The key role Plibersek played in highlighting DV as a national crisis

The key role Tanya Plibersek played in highlighting violence against women as a national crisis

Elected to federal parliament aged just twenty-eight, Tanya Plibersek has lived almost half her life in the public eye, and is the longest-serving woman in Australia’s House of Representatives. In the new biography, Tanya Plibersek: On Her Own Terms, award-winning journalist Margaret Simons draws on exclusive interviews with Plibersek, her political contemporaries, family and close friends to trace the personal and political strands of this modern Australian story. Below is an extract from the newly released book.

Tanya Plibersek has a memory from when she was very young. It was the middle of the night. She was awakened by one of her mother’s friends arriving in distress, in fear for her life. Tanya remembers her mother supporting her friend. She realised that night that not all homes were as safe and loving as her own, and that some women had good reason to fear their husbands. It had a profound impact. 

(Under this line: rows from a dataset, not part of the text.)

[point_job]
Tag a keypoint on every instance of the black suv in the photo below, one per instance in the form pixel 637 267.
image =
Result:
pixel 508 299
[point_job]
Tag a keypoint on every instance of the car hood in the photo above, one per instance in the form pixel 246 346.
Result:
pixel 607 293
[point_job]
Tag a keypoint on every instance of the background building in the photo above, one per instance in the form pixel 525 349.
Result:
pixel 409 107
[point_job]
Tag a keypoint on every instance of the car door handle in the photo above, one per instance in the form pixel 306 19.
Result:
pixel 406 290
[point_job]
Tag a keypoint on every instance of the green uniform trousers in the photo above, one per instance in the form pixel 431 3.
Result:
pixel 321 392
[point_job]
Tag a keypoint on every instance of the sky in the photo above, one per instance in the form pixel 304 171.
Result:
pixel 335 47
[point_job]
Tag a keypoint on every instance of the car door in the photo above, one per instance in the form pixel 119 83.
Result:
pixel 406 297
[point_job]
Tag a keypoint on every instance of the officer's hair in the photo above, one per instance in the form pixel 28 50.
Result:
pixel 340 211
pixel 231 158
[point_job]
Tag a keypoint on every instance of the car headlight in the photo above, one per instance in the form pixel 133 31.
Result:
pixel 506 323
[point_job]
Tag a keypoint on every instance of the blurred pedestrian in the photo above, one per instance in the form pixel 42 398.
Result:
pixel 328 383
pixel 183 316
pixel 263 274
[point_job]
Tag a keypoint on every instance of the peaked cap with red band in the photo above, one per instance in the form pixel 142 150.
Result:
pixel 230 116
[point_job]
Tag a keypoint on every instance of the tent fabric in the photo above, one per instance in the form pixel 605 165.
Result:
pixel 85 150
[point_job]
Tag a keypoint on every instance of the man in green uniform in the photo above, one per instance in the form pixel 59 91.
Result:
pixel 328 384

She recalls: ‘I found it really shocking, because my parents had a very loving and equal relationship. It was traditional in some ways, because my dad was the breadwinner and my mum was the homemaker, but they loved and respected each other and all the important decisions they made together.’ 

As she grew older, there were other cases – women with violent, sometimes alcoholic husbands who see­sawed between trying to care for their partners and running away to keep themselves and their children safe. There were few places to turn. The police were mostly not helpful, and this migrant community did not necessarily trust the agencies of government. Rose, Tanya’s mother, took the women into her home, and tried to help over many years.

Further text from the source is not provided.